April 22, 2016
Real progress made in reducing water pollutants
By Tom Rooney
This year, longstanding grievances with the Army Corps have been on full display as Florida experienced its wettest dry season since 1932.
Because Lake Okeechobee’s water levels can rise six times faster than water can be released, large-volume discharges are required during extreme weather events like the current “100-year rain” and during tropical storms and hurricanes. The decision to release water either east, west and south of the lake is based on a balance between the need to protect the integrity of the Herbert Hoover Dike and the communities south of the lake that risk severe flooding if a breach were to occur, and the impact of freshwater releases on the ecosystems of our estuaries and the Everglades.
While the current situation leaves much to be desired from the bureaucratic slog of the federal government, headline-grabbing scapegoats and hurried endorsements of lavish, silver-bullet solutions are irresponsible distractions from reality.

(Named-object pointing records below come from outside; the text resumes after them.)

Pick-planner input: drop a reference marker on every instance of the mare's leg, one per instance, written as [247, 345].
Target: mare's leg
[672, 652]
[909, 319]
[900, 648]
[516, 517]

Recent articles and editorials have repeatedly characterized the water discharges from Lake O as “dirty” and “polluted” – which I’ve tried not to take personally – but the prosecutor in me felt compelled to present the other side of the story which, lucky for me, is based in indisputable fact.
The 2016 South Florida Environmental report, which was prepared by people much smarter than me at the Florida Department of Environmental Protection and the South Florida Water Management District, concluded that total phosphorus in agricultural runoff from land south of Lake O was reduced by 79 percent in 2015, three times the amount required by state law, and phosphorus flowing from north of the Lake was reduced by 26 percent.

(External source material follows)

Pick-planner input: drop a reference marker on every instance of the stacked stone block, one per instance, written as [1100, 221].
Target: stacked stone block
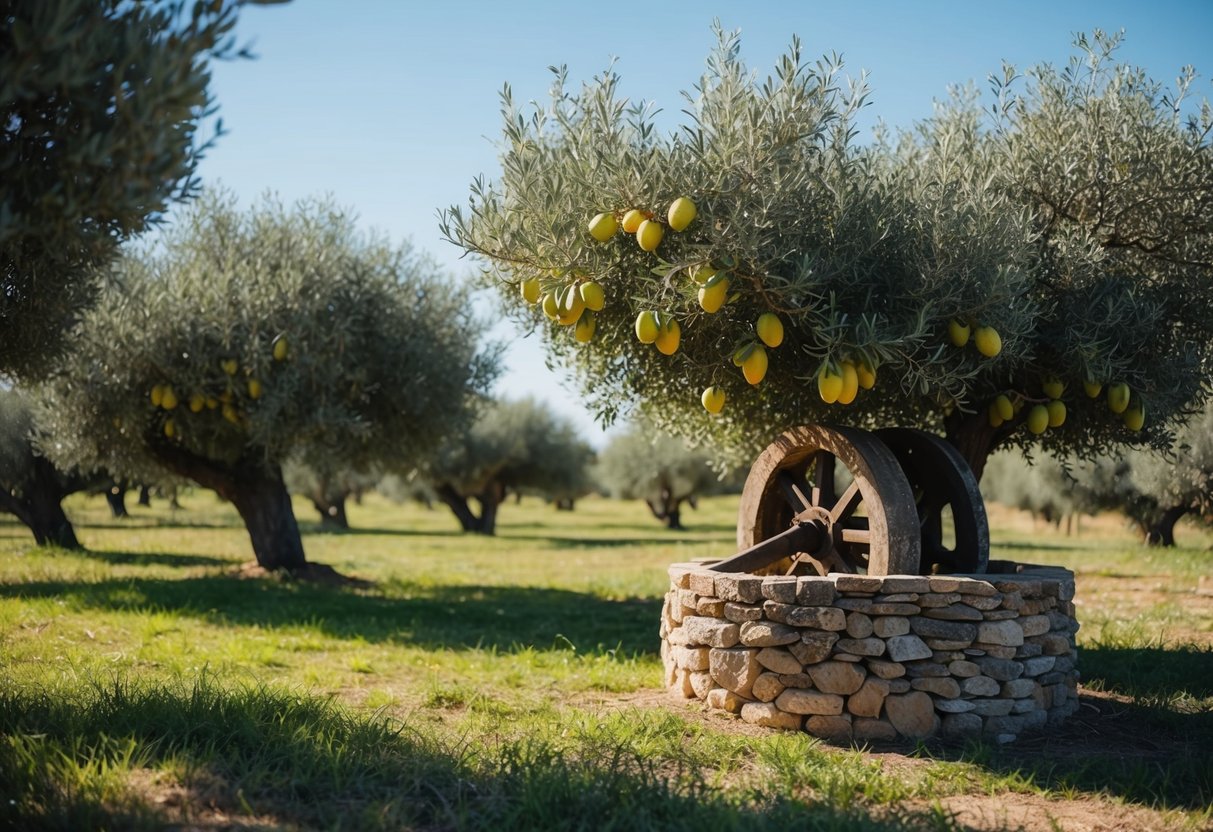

I am proud to represent a district that’s made real progress because of, not in spite of, the successful cooperation among ranchers, farmers, conservation groups and state and local governments and their willingness to share responsibility with the federal government to complete one of the largest ecosystem restoration projects in the world.

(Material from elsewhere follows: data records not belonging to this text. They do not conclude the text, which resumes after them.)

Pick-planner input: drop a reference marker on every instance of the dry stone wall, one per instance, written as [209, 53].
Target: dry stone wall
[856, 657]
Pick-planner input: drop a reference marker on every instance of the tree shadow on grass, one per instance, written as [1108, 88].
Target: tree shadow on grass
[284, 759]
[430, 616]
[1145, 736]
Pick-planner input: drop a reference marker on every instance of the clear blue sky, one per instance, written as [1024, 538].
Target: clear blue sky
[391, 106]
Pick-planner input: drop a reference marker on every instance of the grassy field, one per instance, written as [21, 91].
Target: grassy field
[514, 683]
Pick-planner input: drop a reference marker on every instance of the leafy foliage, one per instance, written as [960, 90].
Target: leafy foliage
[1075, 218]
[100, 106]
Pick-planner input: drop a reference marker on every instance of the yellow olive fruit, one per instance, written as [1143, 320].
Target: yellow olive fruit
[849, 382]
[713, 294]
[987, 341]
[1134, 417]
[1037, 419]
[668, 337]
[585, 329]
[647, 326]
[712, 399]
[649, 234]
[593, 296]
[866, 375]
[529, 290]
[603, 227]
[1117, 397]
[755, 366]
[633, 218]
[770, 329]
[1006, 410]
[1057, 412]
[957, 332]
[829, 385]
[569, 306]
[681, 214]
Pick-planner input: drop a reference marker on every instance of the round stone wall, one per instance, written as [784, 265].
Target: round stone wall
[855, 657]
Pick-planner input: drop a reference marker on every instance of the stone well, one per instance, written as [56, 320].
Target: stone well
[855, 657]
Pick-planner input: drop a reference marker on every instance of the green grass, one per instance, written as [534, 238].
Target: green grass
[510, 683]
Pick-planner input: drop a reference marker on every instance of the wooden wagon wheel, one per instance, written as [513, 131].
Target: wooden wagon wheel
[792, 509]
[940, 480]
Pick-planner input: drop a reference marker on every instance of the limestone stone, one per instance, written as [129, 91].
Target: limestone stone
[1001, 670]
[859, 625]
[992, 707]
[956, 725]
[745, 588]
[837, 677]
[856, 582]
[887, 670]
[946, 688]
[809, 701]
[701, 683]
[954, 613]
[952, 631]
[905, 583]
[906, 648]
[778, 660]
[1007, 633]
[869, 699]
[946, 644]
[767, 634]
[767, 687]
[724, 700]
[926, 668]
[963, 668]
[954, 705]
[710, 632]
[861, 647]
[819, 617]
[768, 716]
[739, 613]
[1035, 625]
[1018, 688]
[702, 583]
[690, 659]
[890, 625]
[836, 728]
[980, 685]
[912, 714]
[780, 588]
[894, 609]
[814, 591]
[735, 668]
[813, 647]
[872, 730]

When momentum slows, or halts to a stop, it’s almost always a result of a lack of funding or delayed decision-making at the federal level. Floridians are also keenly aware that progress also depends on the availability of the land needed to complete comprehensive everglades restoration north and south of the Lake. As a constitutional and fiscal conservative, I disagree with advocates of a sweeping, incredibly costly federal land grab that disrupts my constituents’ ability to willingly enter into contracts to sell or lease their land. Before we consider relinquishing more local control to the executive branch at a significant cost to the taxpayer, I urge my colleagues to first consider the less-flashy option of voting in support the annual spending bills that already fund the Comprehensive Everglades Restoration Plan, the Herbert Hoover Dike and the Kissimmee River Restoration Project.
One of the first votes I cast when Republicans took control of the House in 2010 was in support of the ban on earmarks that stands in the rules of the House to this day. At the time, Republicans rightfully wanted to exert more oversight over government spending following then-Speaker Pelosi and President Obama’s stimulus spending crusade.
However, what we didn’t fully consider was the impact of the earmark ban on Congress’ ability to exert oversight and control over funding for inherently local programs run in conjunction with the federal government, like those funded by the Army Corps of Engineers. My constituents witness and feel the consequences of every federal government hiccup, misstep, delay, or funding shortfall, and rightfully expect me – a Member of the Appropriations Committee – to be able to do something to make it better. Unfortunately, the vast majority of the funding decisions for everglades restoration programs are left entirely up to bureaucrats in Washington, DC, many of which have never stepped foot in Florida’s heartland.
I know that there are projects the Corps underfunded or didn’t fund, but unfortunately the earmark ban prevents all members from increasing the budgets for specific projects, like the dike, which are urgently needed.
The Appropriations Committee has developed creative solutions within the confines of this rule to address the Administration’s funding shortfalls by providing additional money for “flood control,” “dam safety” and “ecosystem restoration” projects, generally, in our Energy and Water bill. The latest bill, which passed in December with my support, provided these accounts with $125 million, $24 million and $8 million, respectively, hopefully breathing new life into construction efforts stalled by the administration. This is the excruciatingly technical reality facing Members working largely behind the scenes to come up with complicated solutions to complex problems.
I fully realize that this isn’t the stuff typically worthy of a reporter’s attention, because it doesn’t – nor does it claim to – solve all of Florida’s water problems. That’s why I ask my constituents to trust me when I say, although you might not read about it every day in the paper, I’m workin’ on it.
Tom Rooney, R-Okeechobee, is a U.S. Congressman, representing the 17th District, which includes parts of Lee, Charlotte, Glades and Hendry counties.